Another Blue State Wants a Tax Workaround

Another Blue State Wants a Tax Workaround

REUTERS/Jeff Zelevansky

New Jersey is the latest high-tax state looking for ways to limit the potentially negative effects of the Republican tax overhaul, which imposed a $10,000 limit on state and local tax deductions.

On Thursday, New Jersey Gov. Phil Murphy asked his state legislature to send him a bill that would give state residents the option of making charitable contributions in lieu of property taxes while granting tax credits in return. “When the disastrous federal tax legislation passed, I committed to pushing back and taking steps to ensure that the people of New Jersey are not subjected to unfair double taxation,” Murphy said in a statement, citing a common complaint that high-tax state residents are now being unfairly taxed twice on their incomes.

Other states considering similar options include California and New York. But as we’ve noted before, the workarounds raise serious questions, not least of which is that may be highly regressive since they’ll tend to benefit high-income taxpayers. On top of that, there’s no guarantee they’ll work as designed and may produce unintended effects.

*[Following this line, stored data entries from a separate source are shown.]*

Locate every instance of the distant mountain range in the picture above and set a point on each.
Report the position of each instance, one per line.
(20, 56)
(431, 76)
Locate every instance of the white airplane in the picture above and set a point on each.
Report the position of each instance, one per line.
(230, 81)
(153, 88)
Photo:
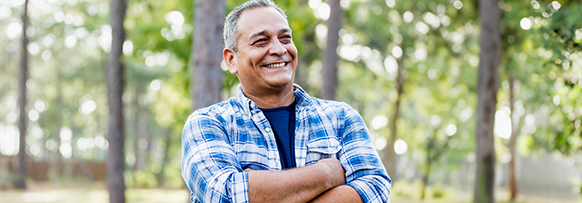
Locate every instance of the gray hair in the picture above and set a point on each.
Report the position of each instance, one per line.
(231, 33)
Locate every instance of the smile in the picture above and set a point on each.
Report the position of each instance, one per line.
(276, 65)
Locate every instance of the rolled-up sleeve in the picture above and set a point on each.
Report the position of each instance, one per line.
(210, 166)
(364, 169)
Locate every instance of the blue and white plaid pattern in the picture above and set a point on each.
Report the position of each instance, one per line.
(220, 141)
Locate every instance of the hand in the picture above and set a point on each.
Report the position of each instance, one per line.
(334, 170)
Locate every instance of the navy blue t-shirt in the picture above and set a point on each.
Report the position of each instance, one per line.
(282, 120)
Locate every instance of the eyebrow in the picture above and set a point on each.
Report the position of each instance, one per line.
(264, 32)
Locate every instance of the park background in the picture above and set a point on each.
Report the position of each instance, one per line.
(410, 68)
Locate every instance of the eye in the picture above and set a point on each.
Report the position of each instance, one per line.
(285, 38)
(260, 41)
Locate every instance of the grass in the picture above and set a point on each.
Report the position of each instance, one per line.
(97, 193)
(90, 194)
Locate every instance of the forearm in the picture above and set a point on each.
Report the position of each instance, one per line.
(342, 193)
(295, 185)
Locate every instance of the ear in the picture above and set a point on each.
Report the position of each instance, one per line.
(230, 56)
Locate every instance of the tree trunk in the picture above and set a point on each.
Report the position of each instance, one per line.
(115, 85)
(513, 189)
(426, 166)
(136, 133)
(488, 82)
(148, 135)
(56, 156)
(20, 182)
(206, 75)
(329, 72)
(161, 176)
(391, 155)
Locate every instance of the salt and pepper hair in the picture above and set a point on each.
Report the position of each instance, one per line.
(231, 33)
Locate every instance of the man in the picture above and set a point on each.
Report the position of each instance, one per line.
(273, 142)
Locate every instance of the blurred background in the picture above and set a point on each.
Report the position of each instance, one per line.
(409, 67)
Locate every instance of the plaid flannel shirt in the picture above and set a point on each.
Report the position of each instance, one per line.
(220, 141)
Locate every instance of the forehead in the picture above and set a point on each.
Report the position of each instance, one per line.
(261, 19)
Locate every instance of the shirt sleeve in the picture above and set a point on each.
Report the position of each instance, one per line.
(210, 167)
(364, 169)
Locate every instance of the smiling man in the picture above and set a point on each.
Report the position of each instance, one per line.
(273, 142)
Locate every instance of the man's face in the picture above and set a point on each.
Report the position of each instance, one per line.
(267, 57)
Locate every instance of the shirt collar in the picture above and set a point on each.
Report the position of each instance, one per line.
(249, 106)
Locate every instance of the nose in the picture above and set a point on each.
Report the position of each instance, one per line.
(277, 48)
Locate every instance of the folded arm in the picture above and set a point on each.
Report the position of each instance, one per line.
(295, 185)
(213, 173)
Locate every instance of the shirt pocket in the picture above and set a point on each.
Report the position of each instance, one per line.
(251, 156)
(322, 148)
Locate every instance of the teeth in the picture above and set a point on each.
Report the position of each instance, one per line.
(275, 65)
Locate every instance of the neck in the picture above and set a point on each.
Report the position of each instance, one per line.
(267, 99)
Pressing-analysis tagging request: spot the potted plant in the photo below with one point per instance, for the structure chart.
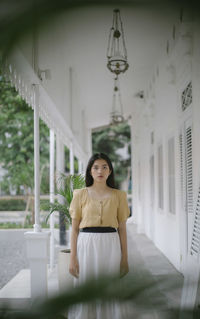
(65, 187)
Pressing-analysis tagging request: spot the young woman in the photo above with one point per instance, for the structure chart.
(98, 238)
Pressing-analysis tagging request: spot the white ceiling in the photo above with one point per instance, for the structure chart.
(81, 37)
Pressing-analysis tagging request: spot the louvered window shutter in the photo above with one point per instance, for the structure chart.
(171, 175)
(152, 179)
(186, 97)
(181, 164)
(189, 179)
(160, 177)
(195, 244)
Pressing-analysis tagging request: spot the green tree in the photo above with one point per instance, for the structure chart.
(17, 142)
(109, 141)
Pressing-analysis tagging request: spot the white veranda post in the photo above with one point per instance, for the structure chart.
(71, 158)
(37, 240)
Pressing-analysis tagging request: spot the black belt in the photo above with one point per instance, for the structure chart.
(98, 229)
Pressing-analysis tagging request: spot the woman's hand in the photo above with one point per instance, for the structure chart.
(124, 269)
(74, 267)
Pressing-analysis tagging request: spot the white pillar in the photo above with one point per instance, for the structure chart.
(37, 253)
(71, 158)
(36, 226)
(59, 170)
(132, 173)
(37, 241)
(51, 182)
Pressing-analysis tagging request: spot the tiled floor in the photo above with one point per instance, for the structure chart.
(147, 266)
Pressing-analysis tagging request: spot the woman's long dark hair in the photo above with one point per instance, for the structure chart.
(89, 179)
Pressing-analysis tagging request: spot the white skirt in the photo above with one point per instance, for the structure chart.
(97, 253)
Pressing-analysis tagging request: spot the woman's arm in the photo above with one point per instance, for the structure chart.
(74, 265)
(124, 269)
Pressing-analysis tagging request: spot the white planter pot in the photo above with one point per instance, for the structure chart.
(65, 279)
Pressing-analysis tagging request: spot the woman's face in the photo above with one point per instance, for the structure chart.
(100, 171)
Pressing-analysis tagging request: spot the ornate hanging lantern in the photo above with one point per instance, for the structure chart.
(117, 107)
(116, 52)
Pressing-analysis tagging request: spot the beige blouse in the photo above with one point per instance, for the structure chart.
(95, 212)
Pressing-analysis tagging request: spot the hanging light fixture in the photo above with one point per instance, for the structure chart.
(117, 107)
(116, 52)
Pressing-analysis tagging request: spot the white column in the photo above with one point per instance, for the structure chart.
(132, 173)
(36, 226)
(59, 170)
(71, 158)
(51, 182)
(37, 241)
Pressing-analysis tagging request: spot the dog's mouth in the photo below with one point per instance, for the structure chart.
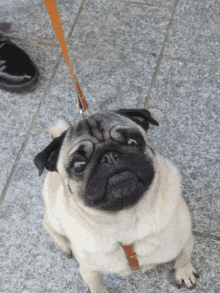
(120, 176)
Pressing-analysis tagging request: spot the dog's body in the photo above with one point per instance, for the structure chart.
(138, 202)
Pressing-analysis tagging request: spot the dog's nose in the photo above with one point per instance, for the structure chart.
(109, 157)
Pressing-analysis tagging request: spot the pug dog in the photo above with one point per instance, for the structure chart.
(107, 190)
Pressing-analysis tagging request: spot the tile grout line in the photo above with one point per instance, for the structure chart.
(182, 59)
(144, 4)
(17, 160)
(146, 103)
(161, 56)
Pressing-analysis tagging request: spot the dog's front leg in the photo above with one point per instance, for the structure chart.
(184, 271)
(93, 280)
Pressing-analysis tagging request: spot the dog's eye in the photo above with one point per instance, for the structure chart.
(132, 142)
(79, 166)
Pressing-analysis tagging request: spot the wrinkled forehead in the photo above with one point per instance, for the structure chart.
(99, 125)
(97, 128)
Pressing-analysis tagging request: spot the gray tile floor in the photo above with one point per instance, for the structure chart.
(161, 54)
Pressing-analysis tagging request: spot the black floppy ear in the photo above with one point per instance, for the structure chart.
(140, 116)
(49, 156)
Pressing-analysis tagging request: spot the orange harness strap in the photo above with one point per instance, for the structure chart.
(55, 20)
(131, 257)
(82, 103)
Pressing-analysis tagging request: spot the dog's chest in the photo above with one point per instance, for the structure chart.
(103, 250)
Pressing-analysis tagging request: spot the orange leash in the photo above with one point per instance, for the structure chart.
(56, 22)
(82, 103)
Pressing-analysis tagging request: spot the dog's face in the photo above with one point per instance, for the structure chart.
(106, 161)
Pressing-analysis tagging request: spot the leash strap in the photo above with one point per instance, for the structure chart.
(56, 22)
(131, 257)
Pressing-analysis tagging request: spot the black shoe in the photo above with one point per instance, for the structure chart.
(17, 72)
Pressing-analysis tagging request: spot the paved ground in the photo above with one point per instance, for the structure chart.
(161, 54)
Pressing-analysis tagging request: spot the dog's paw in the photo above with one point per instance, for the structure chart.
(188, 275)
(69, 254)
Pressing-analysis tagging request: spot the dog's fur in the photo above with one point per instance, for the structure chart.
(127, 194)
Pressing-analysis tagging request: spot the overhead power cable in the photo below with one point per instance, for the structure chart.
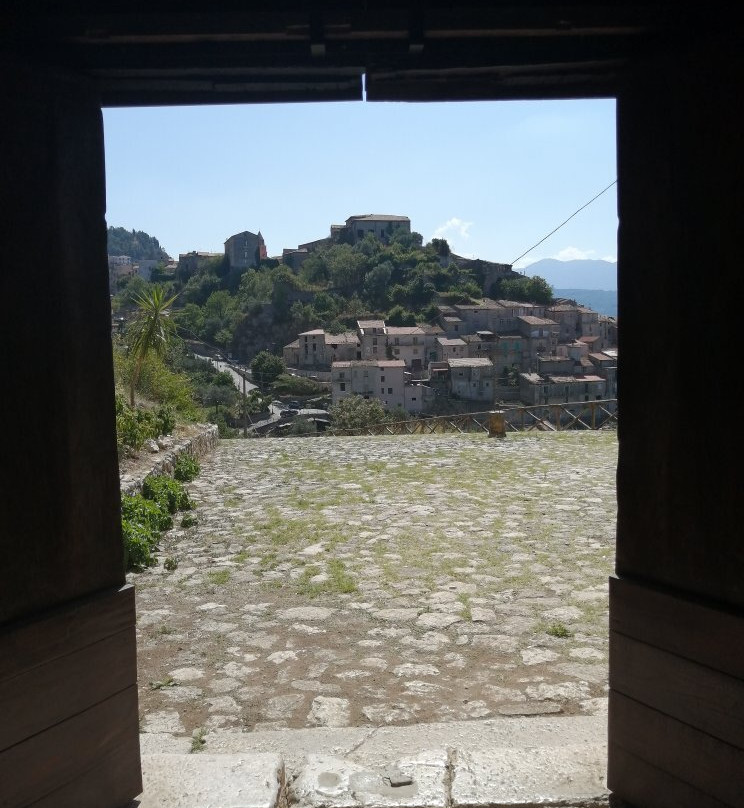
(586, 205)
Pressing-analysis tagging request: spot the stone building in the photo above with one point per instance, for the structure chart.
(244, 250)
(381, 226)
(471, 379)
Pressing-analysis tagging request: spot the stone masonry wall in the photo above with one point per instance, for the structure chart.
(163, 462)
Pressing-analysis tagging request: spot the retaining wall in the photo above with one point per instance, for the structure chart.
(164, 461)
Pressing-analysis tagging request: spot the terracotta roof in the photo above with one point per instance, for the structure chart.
(475, 362)
(403, 330)
(530, 320)
(347, 338)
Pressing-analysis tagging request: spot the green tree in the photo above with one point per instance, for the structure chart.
(400, 317)
(356, 413)
(151, 332)
(266, 367)
(528, 290)
(377, 282)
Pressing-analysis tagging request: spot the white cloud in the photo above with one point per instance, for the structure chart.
(453, 226)
(574, 254)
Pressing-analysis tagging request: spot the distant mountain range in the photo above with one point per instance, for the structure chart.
(592, 283)
(601, 300)
(584, 274)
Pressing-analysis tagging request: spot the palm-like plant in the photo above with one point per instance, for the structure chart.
(151, 332)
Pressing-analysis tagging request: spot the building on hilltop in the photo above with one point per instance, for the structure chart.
(190, 263)
(381, 226)
(244, 250)
(471, 379)
(317, 349)
(535, 389)
(384, 380)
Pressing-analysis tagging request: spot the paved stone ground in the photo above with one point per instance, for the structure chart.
(369, 581)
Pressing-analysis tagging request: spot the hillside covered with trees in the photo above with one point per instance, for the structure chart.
(136, 244)
(403, 282)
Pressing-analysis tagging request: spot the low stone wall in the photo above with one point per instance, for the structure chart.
(164, 461)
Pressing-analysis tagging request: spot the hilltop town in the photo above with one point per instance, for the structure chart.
(466, 347)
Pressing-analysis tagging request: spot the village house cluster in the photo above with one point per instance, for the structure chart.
(487, 352)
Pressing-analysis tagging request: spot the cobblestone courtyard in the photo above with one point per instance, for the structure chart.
(375, 580)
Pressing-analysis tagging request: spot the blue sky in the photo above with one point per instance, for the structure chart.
(492, 178)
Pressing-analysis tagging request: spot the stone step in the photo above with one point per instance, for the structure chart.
(494, 763)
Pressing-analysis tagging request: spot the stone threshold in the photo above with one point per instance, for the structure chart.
(495, 763)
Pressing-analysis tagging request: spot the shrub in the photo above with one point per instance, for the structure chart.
(301, 426)
(356, 413)
(166, 492)
(186, 468)
(139, 544)
(145, 512)
(165, 419)
(287, 385)
(134, 426)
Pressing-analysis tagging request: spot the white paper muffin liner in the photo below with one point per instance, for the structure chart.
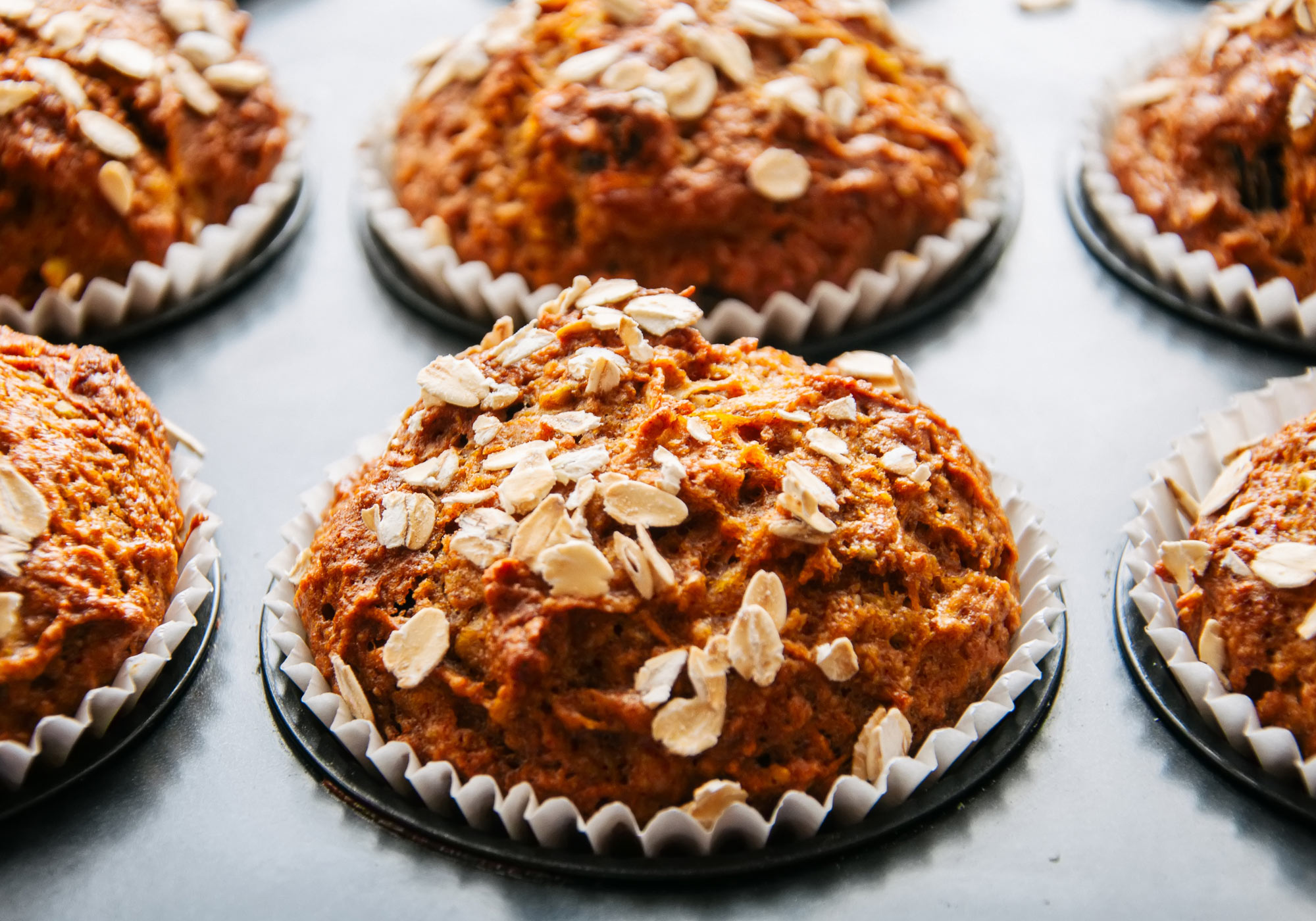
(828, 310)
(1194, 465)
(553, 823)
(189, 270)
(56, 736)
(1234, 290)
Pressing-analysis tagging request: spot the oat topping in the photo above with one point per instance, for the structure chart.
(24, 515)
(838, 660)
(657, 676)
(113, 139)
(526, 487)
(407, 520)
(418, 647)
(1185, 560)
(780, 174)
(580, 464)
(713, 799)
(659, 315)
(351, 691)
(634, 503)
(1211, 649)
(116, 185)
(574, 568)
(547, 527)
(885, 737)
(452, 381)
(434, 474)
(10, 606)
(1285, 565)
(830, 445)
(574, 423)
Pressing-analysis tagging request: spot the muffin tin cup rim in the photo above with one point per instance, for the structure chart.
(1160, 265)
(467, 298)
(556, 822)
(56, 737)
(1194, 464)
(193, 276)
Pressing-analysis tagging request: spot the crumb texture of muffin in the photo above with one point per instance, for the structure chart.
(1248, 580)
(124, 128)
(743, 147)
(1218, 144)
(90, 527)
(611, 560)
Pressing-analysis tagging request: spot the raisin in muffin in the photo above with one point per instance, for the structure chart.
(1247, 578)
(743, 147)
(124, 128)
(615, 561)
(90, 527)
(1218, 145)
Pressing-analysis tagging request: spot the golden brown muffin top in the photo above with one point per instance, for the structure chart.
(1247, 577)
(539, 141)
(151, 109)
(90, 526)
(1217, 145)
(613, 560)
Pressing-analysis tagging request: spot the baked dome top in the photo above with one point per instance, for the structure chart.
(615, 561)
(743, 147)
(124, 128)
(1217, 145)
(1248, 578)
(90, 526)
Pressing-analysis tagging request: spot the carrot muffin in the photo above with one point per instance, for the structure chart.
(744, 147)
(1218, 145)
(124, 128)
(1247, 578)
(620, 564)
(90, 527)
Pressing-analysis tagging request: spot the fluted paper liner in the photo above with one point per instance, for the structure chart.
(1232, 290)
(473, 289)
(556, 822)
(189, 270)
(1196, 464)
(56, 736)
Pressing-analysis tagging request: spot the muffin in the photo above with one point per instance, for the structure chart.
(1247, 578)
(620, 564)
(124, 128)
(1218, 145)
(90, 527)
(747, 148)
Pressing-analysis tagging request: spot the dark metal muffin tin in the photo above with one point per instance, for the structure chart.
(327, 759)
(1163, 693)
(127, 728)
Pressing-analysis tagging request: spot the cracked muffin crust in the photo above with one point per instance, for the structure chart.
(90, 527)
(1218, 145)
(1248, 578)
(620, 564)
(124, 128)
(743, 147)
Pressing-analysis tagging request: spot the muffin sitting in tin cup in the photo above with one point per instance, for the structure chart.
(91, 531)
(619, 564)
(1219, 147)
(1247, 577)
(743, 147)
(124, 128)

This week, the chair of the senate finance committee in New York, where Gov. Andrew Cuomo is considering a proposal to rely more on payroll taxes in order to negate the new deduction limit, warned that making such changes to the state’s tax laws would be “extraordinarily unpopular.” The reason is that the new rule Cuomo is contemplating would result in lower gross incomes for state residents, including those living far from the high-tax zones in and around New York City.

While Cuomo is still pressing ahead with his plan, the brewing battle in New York is a good reminder that just about every change in the tax code creates winners and losers, and that blue state governors will likely meet some resistance as they look for workarounds for the new federal tax rules.